I was about to agree with her when I caught myself staring at the water. The ground at my feet was littered with something besides cedar needles—a large scatter of sunflower seed shells.

I crouched down.

"What?" Ruby asked.

I looked back toward Jimmy's house. The shore curved between here and there, with a clear line of sight along the cove. You could

see the kiln, the dock, Ruby's sleek Conbrio. You could easily stand here in the woods at night, undisturbed, and munch sunflower seeds while you watched Jimmy's dock.

Perhaps you could study a murder scene you'd just left, like a painter standing back from his canvas. And if you were so inclined, you could discard a piece of evidence without much worry that it would ever be found.

I looked over the edge of the limestone ridge. The water rippled two feet below. It was shallow here, and one glint under the surface was a little brighter than the rest.

Sheer luck. It's scary how often it boils down to that. But there I was looking at it from the only right angle to see it—a .380 calibre brass casing in the water, flashing like a coin in a fountain.

CHAPTER 25

I met Vic Lopez the next morning after my UT class. I had never wanted to get through a discussion of Gawain and the Green Knight with more haste.

The state crime lab was an unassuming yellow brick box wedged between two warehouses at the back of the Department of Public Safety complex. Black and white state trooper units lined the street. In the visitors' lot, Lopez sat on a loading bay between two stacks of crates, waiting for me.

He slid down from his perch. "You have any idea how many markers this cost me?

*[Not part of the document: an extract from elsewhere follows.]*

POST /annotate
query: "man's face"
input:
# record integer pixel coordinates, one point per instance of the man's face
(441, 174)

Putting my neck on the line to get evidence processed on a day's notice? It's goddamn irregular, man."

Lopez wore his normal smile, but his tone had an edge that told me joviality was not to be reciprocated.

"You drop the names I gave you?"

Lopez put his finger on my chest. "IRREGULAR. Word gets around I'm running to DPS 'cause some private dick found a piece of brass in the lake—I'm going to be laughed out of the deputies' quilting club."

"But if I'm right . . ."

He sighed, checked his watch. "Ten minutes. And these people are serious about appointment times."

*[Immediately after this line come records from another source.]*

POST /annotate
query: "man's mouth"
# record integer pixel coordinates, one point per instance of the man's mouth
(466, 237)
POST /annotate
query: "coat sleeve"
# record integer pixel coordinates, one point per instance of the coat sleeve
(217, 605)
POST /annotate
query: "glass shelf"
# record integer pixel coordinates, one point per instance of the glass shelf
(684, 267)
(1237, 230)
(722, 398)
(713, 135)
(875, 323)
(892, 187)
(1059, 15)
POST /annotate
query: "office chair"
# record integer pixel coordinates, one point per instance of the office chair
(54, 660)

He leaned back against the loading bay, fished a pack of cigarettes out of his coat pocket.

"You interviewed Garrett yesterday?" I asked.

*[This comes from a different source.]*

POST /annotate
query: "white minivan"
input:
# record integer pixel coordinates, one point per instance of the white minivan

"We had a friendly conversation. Hard not to be friendly, with Miss Lee present. I heard Matthew Pena learned that lesson."

"You still haven't filed charges."

Lopez plucked out a cigarette, pointed it at me. "I only smoke when I'm pissed off. Just so you feel honoured."

"You're waiting for ballistics on the casing."

He checked his watch again. "I told my sergeant to be here at 11:15. He wants to observe the test himself."

"You told me it was at eleven o'clock."

"I got to have time to look first, don't I?"

"And I'm irregular."

"And a bad influence. Did I mention that?" He sparked a flame from his lighter. "Your friend died early Friday A.M. This is Tuesday. Five days is a hell of a long time in homicide, you know that? They started throwing me new cases yesterday—a couple of drownings. A momandpop shooting. You think my sergeant likes me churning a case from last week?"

"That piece of brass was over a hundred yards down the shore, Vic—down a rocky path."

"We've got your word for that."

"And Ruby McBride's. You're going to tell me Garrett rolled down the shoreline in his wheelchair?"

"As I remember, you were at the lake that night, too."

"If you really thought I'd planted evidence, we wouldn't be here now."

He tried his cigarette, didn't seem to like the flavour much. "What I think, Jimmy's killer met him at the water that night. The killer was able to drug him—maybe a laced beer, some kind of drink. That meant spending some time together, talking in the truck for more than a few minutes. Drugs start to kick in, Jimmy starts to fade. Killer took a .380, put the muzzle about two inches from Jimmy's head, and told him goodbye. It was intimate, Navarre. Like an old friend. You want to tell me Matthew Pena could pull that off, get that close to Jimmy Doebler?"